The emergence of the sharing economy and its continuous growth are shaping the rental industry. The model for this development is the introduction of Airbnb. It has expanded into a global force, from a small San Francisco start-up first named “Airbed and Breakfast.”
However, the industry shift was much more significant than that. A considerable percentage of key short-term leasing providers and investors now offer over one million properties.
In response, the hospitality industry has moved with the times and has wholly evolved itself from a small sector. Hundreds of auxiliary businesses are emerging, providing innovative amenities and unique methods for traveling guests and visitors.
These advances generate possibilities and struggles. Some adopt these trends. While some do their utmost to dismiss these innovations or make them disappear. However, one thing for sure, this industry will be here to stay.

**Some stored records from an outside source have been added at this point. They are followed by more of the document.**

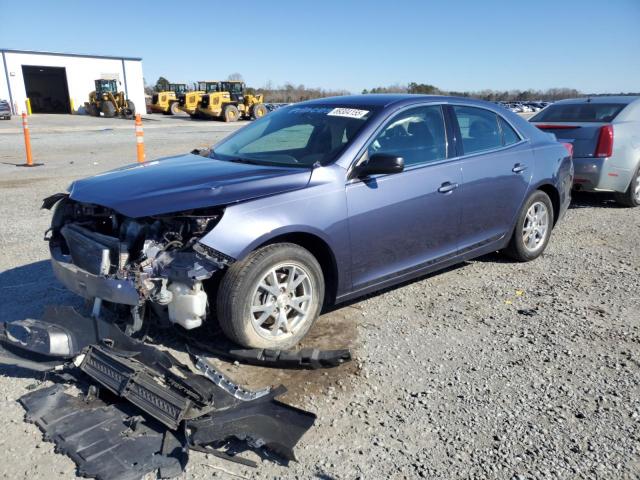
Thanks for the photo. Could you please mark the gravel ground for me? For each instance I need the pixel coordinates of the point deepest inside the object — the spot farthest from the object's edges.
(491, 369)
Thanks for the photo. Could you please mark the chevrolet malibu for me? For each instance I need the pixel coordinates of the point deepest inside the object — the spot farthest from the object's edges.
(314, 204)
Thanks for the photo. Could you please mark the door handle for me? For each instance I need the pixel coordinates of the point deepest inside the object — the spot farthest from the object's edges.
(447, 187)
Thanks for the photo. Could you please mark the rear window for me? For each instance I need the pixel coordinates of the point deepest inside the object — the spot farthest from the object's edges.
(579, 112)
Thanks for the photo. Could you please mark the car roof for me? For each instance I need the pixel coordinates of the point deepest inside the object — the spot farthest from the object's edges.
(624, 99)
(388, 99)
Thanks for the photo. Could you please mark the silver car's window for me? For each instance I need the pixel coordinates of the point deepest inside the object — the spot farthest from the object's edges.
(478, 128)
(417, 135)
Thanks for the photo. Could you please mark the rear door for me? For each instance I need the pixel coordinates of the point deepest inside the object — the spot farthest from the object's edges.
(497, 166)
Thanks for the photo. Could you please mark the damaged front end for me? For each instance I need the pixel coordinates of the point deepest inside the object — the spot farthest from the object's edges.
(136, 264)
(141, 409)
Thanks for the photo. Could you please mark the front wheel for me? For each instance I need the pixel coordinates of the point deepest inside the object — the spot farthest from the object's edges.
(631, 198)
(272, 298)
(533, 228)
(230, 113)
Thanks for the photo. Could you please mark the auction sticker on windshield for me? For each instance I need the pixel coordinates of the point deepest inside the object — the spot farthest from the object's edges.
(348, 112)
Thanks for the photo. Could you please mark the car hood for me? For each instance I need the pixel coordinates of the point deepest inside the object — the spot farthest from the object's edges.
(184, 182)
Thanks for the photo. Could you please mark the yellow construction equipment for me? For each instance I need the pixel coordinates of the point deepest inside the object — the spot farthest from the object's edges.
(231, 103)
(107, 101)
(189, 101)
(166, 101)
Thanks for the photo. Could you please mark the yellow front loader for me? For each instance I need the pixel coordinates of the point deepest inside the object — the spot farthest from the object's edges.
(231, 103)
(108, 102)
(189, 101)
(167, 101)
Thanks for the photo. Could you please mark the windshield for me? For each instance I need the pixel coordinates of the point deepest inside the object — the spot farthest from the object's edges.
(233, 87)
(579, 112)
(296, 136)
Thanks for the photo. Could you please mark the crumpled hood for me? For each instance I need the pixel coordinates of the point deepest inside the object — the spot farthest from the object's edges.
(184, 182)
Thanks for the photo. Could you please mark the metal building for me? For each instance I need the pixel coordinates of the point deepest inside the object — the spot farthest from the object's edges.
(61, 82)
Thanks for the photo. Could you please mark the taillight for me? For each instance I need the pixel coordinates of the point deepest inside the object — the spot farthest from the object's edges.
(569, 147)
(605, 142)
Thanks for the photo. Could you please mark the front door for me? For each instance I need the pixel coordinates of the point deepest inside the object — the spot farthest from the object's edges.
(497, 167)
(405, 221)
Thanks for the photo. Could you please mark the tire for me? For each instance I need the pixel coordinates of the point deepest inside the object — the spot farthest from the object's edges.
(631, 198)
(523, 251)
(174, 108)
(230, 113)
(240, 293)
(108, 109)
(258, 111)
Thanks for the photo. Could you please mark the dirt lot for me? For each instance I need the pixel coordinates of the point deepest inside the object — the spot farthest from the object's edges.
(488, 370)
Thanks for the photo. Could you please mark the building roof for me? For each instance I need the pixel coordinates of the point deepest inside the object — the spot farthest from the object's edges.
(62, 54)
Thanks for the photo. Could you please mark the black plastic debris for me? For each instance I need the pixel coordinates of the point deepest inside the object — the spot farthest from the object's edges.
(106, 441)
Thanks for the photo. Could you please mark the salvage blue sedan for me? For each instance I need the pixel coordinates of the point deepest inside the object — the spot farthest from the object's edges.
(316, 203)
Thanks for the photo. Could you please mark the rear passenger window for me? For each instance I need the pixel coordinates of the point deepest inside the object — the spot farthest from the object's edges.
(478, 128)
(417, 135)
(509, 135)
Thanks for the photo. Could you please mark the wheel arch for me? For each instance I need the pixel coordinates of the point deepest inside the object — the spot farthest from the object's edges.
(554, 196)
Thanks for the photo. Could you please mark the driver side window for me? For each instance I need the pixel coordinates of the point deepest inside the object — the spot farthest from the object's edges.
(417, 135)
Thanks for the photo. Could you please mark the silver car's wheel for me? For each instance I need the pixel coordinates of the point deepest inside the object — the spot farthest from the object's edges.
(536, 227)
(281, 301)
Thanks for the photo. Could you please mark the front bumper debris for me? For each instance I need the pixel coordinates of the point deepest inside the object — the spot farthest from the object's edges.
(142, 409)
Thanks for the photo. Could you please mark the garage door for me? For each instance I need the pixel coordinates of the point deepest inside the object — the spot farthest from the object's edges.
(47, 89)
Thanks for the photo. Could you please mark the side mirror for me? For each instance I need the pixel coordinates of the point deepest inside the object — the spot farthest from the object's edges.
(381, 163)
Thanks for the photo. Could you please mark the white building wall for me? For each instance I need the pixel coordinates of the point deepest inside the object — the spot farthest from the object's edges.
(81, 75)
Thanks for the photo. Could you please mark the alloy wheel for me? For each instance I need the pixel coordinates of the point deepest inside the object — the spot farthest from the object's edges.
(281, 301)
(536, 227)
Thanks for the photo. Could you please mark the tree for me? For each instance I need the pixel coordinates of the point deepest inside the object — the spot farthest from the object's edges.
(162, 85)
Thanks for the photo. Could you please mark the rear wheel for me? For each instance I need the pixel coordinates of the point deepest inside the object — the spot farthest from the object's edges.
(533, 228)
(631, 198)
(272, 298)
(108, 109)
(258, 111)
(230, 113)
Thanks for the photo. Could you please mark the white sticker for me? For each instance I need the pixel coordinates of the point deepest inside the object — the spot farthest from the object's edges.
(348, 112)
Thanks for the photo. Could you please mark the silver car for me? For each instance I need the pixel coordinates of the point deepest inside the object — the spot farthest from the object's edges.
(605, 134)
(5, 110)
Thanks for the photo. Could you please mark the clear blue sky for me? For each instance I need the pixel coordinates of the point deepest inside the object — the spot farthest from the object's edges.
(593, 46)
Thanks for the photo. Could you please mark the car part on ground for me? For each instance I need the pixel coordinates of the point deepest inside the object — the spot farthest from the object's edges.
(108, 102)
(178, 407)
(606, 143)
(107, 441)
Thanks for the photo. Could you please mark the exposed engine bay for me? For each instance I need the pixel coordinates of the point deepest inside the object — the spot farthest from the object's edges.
(146, 263)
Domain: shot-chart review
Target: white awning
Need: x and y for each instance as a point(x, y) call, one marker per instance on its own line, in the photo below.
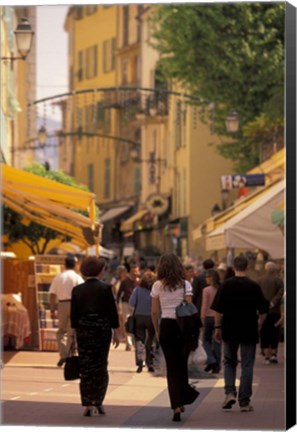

Here are some reasons why short term rentals are a booming industry:
1. The Sharing Economy
Several new dynamic mass-consumer products and services evolved as the fruits of a different era. Nowadays, everyone can access the services of any specialist anywhere. Since technologies, including the internet and machine learning, have impacted industries. The way we communicate and exchange products and services have shifted to an improvement.
The ability to generate network impact is at the core of the short term rentals economy. It is all about the communication between providers to customers. As simple as it may seem, but the brilliant strategy is the convenience of establishing such a system. And also allowing individuals to take part and ultimately mobilize local industries.
Reasonably priced smartphones, secure cloud service applications, and a speedy internet have altered people’s way of connecting and transacting. On the ground surface, the authority has always been with individuals. The culture of sharing has just provided us a medium to blast off this financial uprising.
3. Big players
The sharing economy’s shining beacon is Airbnb. When two roommates discovered how hard it is to afford their lease in San Francisco, they placed out a few airbeds in the living room. They offered meals and accommodated travelers for around $80.00 per day.
They developed a platform instantly and enabled travelers to book a place for the night for as low as $80, while hotels charged almost twice that. This concept of matching service providers like taxi drivers and passengers, housekeeping experts and tenants, has done wonders not just in Silicon Valley but in many key industries.
The principle of adopting a genius premise and putting it to practice is why companies thrive in the sharing economy. That is typically followed by changing the company profile to fit local culture and laws.
Hence, these structures not only produce a lot of income for the domestic market via taxes. But they also generate significant volumes of direct and indirect employment. It’s also helpful, especially for the tourism industry.
One advantage of short-term renting your estate is you can occupy it whenever you need to. You could use the premise unless customers book it. Or you can block the estate for yourself, family members, or friends for private use.
Whichever way, the market will be here to remain, and the way it works now and into the coming years has already been formed by the sharing economy.